Эрих раскачивался в кресле. Я разминала пластилин.
— Скорее всего, я с ней не пересекался. Ее мог бы знать Вилли Гроаг…
— Да, мне о нем рассказывала ученица Фридл. Он живет в Израиле.
Немецкий пластилин оказался твердоват, зато не таял в руках, держал форму. Черты лица доктора проступали под пальцами.
— Вы были в Израиле?
— Пока еще нет. Но собираюсь.
— Если найдете Вилли, передайте ему привет от доктора, которого он просил сделать его жене кесарево. Увидев меня в маске и со скальпелем в руках, бедняжка так испугалась, что родила сама.
Доктор Шпрингер рассмеялся в тот момент, когда я пыталась вылепить его рот. Скальпель в моих руках дрогнул, и прорезь рта вышла глубже, чем нужно. Но возник характер. Это место пока лучше не трогать.

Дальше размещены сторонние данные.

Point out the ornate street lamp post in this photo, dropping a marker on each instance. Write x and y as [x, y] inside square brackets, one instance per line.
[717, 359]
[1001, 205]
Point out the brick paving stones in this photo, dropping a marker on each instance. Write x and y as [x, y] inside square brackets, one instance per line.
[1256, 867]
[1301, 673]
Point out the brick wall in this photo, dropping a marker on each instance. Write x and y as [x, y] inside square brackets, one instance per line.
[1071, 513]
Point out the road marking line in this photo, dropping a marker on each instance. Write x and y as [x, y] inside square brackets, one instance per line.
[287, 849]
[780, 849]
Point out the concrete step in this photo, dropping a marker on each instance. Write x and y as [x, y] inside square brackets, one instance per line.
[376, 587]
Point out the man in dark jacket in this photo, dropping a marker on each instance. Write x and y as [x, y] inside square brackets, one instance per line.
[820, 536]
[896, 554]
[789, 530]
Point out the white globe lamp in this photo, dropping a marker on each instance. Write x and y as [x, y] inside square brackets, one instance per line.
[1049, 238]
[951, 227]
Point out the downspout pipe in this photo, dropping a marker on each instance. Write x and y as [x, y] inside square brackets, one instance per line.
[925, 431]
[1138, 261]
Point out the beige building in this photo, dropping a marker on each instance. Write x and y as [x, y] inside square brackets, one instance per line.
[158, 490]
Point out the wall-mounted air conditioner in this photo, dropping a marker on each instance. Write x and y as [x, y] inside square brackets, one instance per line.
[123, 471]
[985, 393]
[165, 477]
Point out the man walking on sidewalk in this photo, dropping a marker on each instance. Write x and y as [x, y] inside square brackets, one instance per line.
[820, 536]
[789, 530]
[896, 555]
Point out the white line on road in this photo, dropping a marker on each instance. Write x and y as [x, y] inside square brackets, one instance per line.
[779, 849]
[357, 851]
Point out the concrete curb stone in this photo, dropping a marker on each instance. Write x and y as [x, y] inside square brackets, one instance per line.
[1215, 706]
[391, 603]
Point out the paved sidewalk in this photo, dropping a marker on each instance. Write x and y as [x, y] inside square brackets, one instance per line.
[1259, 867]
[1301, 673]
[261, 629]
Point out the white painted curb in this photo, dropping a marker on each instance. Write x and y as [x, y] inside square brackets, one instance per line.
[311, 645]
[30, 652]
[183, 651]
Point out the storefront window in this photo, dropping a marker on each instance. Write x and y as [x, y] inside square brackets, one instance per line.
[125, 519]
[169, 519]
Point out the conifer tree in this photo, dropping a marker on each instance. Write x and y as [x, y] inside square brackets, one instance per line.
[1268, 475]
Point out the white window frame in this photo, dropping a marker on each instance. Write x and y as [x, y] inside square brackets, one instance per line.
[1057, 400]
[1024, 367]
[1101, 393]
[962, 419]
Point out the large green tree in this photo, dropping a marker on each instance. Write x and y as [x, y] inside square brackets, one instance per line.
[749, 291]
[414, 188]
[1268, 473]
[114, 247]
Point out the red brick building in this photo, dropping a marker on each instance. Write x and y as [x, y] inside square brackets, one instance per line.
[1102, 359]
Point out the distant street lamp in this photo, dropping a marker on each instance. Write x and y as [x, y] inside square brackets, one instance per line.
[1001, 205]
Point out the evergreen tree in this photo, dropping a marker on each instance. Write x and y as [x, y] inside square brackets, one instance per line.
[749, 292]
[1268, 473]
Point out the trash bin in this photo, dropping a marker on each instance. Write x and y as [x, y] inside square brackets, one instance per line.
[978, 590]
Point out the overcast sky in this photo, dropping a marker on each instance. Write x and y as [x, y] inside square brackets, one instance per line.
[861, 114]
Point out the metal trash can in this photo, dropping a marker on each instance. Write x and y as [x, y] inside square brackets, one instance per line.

— Я был первым хирургом в гетто. Начнем с того, что когда-то я был молодым. Когда мне исполнилось двадцать семь, я начал работать в частной немецкой клинике в Праге. Там я хорошо себя зарекомендовал и стал более или менее зрелым хирургом. Через пять лет мне стукнуло 33. Христа в этом возрасте распяли, а меня транспортом АК-2 послали в Терезин. Еврейская судьба. В Палестинах тепло, а тут декабрьская стужа, промерзшие пустые казармы. И в этом совершенно не пригодном для жизни месте мне предстояло создать больницу. С нуля. Помню нашего первого больного с гангреной. Мы, естественно, хотели отправить его в город. Как ампутировать ногу, когда нет ни инструментов, ни операционной? До нас все еще не доходило, что отсюда нет выхода. Нам сказали: нет, все делать на месте. Самим. Мы достали в слесарной мастерской пилу. Прокипятили простыни. Оперировали в ванной, это было единственное место, где можно было согреть воду. Без анестезии. Чем-то мы все же пытались облегчить боль… Зачем вам все это? — вскрикнул он.